Simonian also argues that the arbitration agreement is unconscionable because it fails to comply with the requirements of the Tanner Act, Civ. Code §1793.22. This argument is unpersuasive. The Tanner Act allows manufacturers to set up a third-party dispute process (Civ. Code §1793.22(c)) and requires that if it does so, the process must meet certain requirements (Id. at subdivision (d)). Whether a manufacturer establishes a third-party process or not is a separate issue from whether it may require contractual arbitration. See, e.g.,  Lanning v. BMW of North America, LLC (S.D. Cal. Nov. 5, 2019) 2019 WL 5748518, *5.[1] Thus, Simonian has not established substantive unconscionability.

No procedural unconscionability is established, either.

 

IV.      CONCLUSION AND ORDER

            Defendant BMW has presented evidence establishing the existence of a written agreement containing an arbitration provision. The agreement binds Simonian and is enforceable by BMW both as an affiliate and third-party beneficiary, and because Simonian is estopped from refusing to arbitrate.

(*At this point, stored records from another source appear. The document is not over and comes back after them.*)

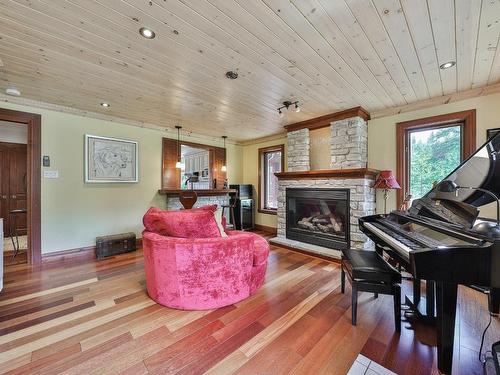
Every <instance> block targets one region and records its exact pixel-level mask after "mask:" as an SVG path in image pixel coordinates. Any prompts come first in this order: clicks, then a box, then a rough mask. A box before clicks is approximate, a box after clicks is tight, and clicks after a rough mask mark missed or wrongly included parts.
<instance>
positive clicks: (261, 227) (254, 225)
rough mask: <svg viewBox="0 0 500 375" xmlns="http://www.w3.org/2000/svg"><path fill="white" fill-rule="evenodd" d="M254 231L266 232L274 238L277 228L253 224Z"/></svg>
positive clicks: (265, 225) (277, 229)
mask: <svg viewBox="0 0 500 375" xmlns="http://www.w3.org/2000/svg"><path fill="white" fill-rule="evenodd" d="M253 227H254V229H257V230H261V231H263V232H267V233H270V234H274V235H275V236H276V235H278V228H275V227H268V226H267V225H261V224H254V226H253Z"/></svg>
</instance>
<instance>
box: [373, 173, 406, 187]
mask: <svg viewBox="0 0 500 375" xmlns="http://www.w3.org/2000/svg"><path fill="white" fill-rule="evenodd" d="M373 187H374V188H375V189H401V186H399V184H398V182H397V181H396V177H394V175H393V174H392V171H381V172H380V174H379V175H378V177H377V181H375V185H373Z"/></svg>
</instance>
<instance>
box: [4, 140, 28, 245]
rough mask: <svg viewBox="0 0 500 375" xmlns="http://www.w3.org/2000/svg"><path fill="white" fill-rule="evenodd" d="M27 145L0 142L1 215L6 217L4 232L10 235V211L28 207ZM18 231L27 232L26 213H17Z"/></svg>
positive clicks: (5, 234)
mask: <svg viewBox="0 0 500 375" xmlns="http://www.w3.org/2000/svg"><path fill="white" fill-rule="evenodd" d="M27 178H28V176H27V146H26V145H23V144H16V143H5V142H0V217H2V218H3V219H4V233H5V236H8V235H9V228H10V225H11V223H10V219H11V217H10V215H9V212H10V211H12V210H17V209H26V207H27V187H28V180H27ZM16 220H17V223H16V224H17V228H19V229H22V230H19V231H18V233H19V234H20V235H21V234H26V228H27V222H26V214H19V215H17V219H16Z"/></svg>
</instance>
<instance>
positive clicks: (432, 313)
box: [425, 280, 435, 317]
mask: <svg viewBox="0 0 500 375" xmlns="http://www.w3.org/2000/svg"><path fill="white" fill-rule="evenodd" d="M434 290H435V283H434V281H432V280H426V281H425V314H426V315H427V316H428V317H433V316H434V300H435V295H434Z"/></svg>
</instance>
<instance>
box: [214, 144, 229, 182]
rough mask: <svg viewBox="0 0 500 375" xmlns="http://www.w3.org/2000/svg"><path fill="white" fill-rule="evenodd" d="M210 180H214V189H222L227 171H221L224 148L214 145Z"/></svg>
mask: <svg viewBox="0 0 500 375" xmlns="http://www.w3.org/2000/svg"><path fill="white" fill-rule="evenodd" d="M210 154H211V155H213V158H211V160H212V175H213V177H212V180H216V186H214V189H222V188H223V187H224V180H225V179H226V176H227V173H226V172H223V171H221V168H222V166H223V165H226V149H224V148H221V147H214V148H213V149H212V152H211V153H210Z"/></svg>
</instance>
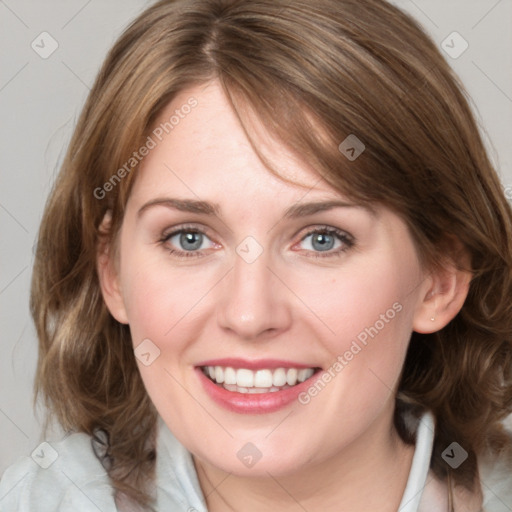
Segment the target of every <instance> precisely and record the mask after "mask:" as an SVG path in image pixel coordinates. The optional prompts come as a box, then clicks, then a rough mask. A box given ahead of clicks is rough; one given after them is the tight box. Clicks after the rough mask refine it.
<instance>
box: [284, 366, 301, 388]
mask: <svg viewBox="0 0 512 512" xmlns="http://www.w3.org/2000/svg"><path fill="white" fill-rule="evenodd" d="M298 373H299V372H298V371H297V370H296V369H295V368H288V371H287V372H286V383H287V384H288V386H295V384H297V374H298Z"/></svg>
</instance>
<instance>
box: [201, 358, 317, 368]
mask: <svg viewBox="0 0 512 512" xmlns="http://www.w3.org/2000/svg"><path fill="white" fill-rule="evenodd" d="M196 366H198V367H203V366H224V367H231V368H246V369H248V370H263V369H269V370H271V369H275V368H298V369H301V368H318V366H316V365H312V364H304V363H297V362H295V361H287V360H284V359H242V358H239V357H230V358H223V359H209V360H207V361H203V362H201V363H199V364H197V365H196Z"/></svg>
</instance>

Defendant BMW’s motion to compel arbitration is therefore granted. The balance of this action (the claim against Century) is ordered stayed pending completion of arbitration.

            BMW is ordered to give notice.

 

           

Dated: ____________                                 ___________________________________

                                                                                  MARGARET L. OLDENDORF

                                                                            JUDGE OF THE SUPERIOR COURT            



[1] Although citation to unpublished California cases is not permitted, the Rule of Court do not prohibit reliance on unpublished federal cases for their persuasive value. Landmark Screens, LLC v. Morgan, Lewis & Bokius, LLP (2010) 183 Cal.App.4th 238, 251, fn. 6.